The theory of integration of real functions is (as far as I know) usually extended to the complex case as follows:
Let $X$ be a set. Given a function $f:X\to\mathbb C$, define $\Re(f),\Im(f):X\to\mathbb R$ as $\Re(f)(x)=\Re(f(x))$ and $\Im(f)(x)=\Im(f(x))$ for every $x\in X$, where $\Re$ and $\Im$ denote the real part and the imaginary part respectively. Then, it clearly is the case that $f=\Re(f)+i\Im(f)$.
Now, if $(X,\mathscr A,\mu)$ is a measure space, we say that $f:X\to\mathbb C$ is integrable if and only if $\Re(f)$ and $\Im(f)$ are integrable, and we define \begin{align*} \int f~d\mu=\int\Re(f)~d\mu+i\int\Im(f)~d\mu. \end{align*} This implies in particular that \begin{align*} L^1(X,\mathscr A,\mu,\mathbb C)=L^1(X,\mathscr A,\mu,\mathbb R)+i\cdot L^1(X,\mathscr A,\mu,\mathbb R),\tag{1} \end{align*} where $L^p(X,\mathscr A,\mu,\cdot)$ denotes the usual $L^p$ space.
Question. Equation (1) raises for me an interesting question: is it true that, for any $1\leq p<\infty$, \begin{align*} L^p(X,\mathscr A,\mu,\mathbb C)=L^p(X,\mathscr A,\mu,\mathbb R)+i\cdot L^p(X,\mathscr A,\mu,\mathbb R) \end{align*} holds? If not, for which $p$ does it hold and for which $p$ does it fail?
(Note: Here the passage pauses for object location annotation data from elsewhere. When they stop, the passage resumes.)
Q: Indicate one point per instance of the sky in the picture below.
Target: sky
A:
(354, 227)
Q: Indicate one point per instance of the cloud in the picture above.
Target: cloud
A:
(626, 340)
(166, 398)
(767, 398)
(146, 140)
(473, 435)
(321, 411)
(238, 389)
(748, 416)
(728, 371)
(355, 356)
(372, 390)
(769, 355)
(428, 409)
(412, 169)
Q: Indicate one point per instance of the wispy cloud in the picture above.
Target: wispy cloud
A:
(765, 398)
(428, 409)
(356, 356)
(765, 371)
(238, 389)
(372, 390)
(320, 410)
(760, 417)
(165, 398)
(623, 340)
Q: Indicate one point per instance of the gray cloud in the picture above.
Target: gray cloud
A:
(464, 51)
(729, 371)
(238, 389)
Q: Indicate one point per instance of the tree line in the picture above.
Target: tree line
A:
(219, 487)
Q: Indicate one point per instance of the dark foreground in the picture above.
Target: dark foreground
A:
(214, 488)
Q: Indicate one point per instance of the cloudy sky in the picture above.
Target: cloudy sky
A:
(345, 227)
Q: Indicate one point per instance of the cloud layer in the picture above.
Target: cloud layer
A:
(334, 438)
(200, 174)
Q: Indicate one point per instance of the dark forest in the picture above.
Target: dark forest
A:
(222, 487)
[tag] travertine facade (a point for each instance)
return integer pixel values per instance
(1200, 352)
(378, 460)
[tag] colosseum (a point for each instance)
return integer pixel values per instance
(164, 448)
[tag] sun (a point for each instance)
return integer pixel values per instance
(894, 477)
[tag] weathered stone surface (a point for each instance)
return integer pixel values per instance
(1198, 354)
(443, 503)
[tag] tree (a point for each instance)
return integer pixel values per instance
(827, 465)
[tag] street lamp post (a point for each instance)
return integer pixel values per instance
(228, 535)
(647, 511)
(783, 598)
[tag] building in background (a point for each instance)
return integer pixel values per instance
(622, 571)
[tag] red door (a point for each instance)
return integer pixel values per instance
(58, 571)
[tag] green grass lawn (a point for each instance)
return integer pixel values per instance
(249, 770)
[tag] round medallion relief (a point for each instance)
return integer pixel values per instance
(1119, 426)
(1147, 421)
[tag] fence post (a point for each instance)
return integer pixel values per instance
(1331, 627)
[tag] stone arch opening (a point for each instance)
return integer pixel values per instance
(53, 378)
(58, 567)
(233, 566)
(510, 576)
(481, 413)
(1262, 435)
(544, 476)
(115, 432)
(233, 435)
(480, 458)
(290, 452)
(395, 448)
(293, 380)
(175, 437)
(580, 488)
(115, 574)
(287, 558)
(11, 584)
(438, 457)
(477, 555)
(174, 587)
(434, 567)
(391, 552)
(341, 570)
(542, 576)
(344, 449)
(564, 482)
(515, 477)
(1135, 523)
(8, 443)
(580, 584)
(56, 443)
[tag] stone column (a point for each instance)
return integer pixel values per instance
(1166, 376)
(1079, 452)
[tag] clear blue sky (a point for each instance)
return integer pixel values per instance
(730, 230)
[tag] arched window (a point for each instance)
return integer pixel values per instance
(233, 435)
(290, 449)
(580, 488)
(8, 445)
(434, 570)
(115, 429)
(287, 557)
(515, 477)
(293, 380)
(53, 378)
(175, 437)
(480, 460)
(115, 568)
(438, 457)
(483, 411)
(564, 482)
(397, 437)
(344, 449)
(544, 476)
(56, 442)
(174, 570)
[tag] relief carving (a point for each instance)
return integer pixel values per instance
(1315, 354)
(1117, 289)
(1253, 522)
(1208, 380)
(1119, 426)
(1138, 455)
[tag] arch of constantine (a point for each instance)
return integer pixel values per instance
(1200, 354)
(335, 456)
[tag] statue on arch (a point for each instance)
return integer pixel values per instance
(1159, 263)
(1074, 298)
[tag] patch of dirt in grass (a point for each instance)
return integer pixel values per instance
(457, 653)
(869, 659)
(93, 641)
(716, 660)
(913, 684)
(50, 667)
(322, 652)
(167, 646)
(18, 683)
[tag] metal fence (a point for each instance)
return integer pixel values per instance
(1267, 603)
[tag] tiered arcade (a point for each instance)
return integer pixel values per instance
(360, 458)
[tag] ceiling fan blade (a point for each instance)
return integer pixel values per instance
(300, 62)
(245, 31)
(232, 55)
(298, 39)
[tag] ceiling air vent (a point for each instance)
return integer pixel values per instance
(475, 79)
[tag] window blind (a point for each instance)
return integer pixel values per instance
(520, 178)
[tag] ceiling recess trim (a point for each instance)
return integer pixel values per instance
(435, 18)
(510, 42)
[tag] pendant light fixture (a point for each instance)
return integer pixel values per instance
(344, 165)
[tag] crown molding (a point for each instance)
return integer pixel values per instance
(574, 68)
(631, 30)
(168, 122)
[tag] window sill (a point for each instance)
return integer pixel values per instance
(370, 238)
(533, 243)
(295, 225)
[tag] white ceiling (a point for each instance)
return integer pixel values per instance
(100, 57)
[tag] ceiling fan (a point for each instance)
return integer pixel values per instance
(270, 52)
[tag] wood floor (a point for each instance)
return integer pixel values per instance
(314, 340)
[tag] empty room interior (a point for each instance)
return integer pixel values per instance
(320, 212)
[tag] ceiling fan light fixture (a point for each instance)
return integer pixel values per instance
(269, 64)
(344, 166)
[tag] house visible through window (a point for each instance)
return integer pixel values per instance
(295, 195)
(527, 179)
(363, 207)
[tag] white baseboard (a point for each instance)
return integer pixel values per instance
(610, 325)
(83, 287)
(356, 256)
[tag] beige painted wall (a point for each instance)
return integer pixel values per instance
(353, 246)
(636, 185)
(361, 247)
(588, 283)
Attempted solution: By definition, $f\in L^p(X,\mathscr A,\mu,\mathbb C)$ means that $f^p$ is integrable. Now, working with $\Big(\Re(f)+i\Im(f)\Big)^p$ seems very cumbersome to me, so instead we could define functions $r:X\to[0,\infty)$ and $\theta:X\to[0,2\pi)$ such that $f(x)=r(x)\exp(i\theta(x))$. In this case, we have that \begin{align*} f=r\cos(\theta)+ir\sin(\theta). \end{align*} and \begin{align*} f^p=r^p\cos(p\theta)+ir^p\sin(p\theta). \end{align*} However, I can't seem to get any further with this.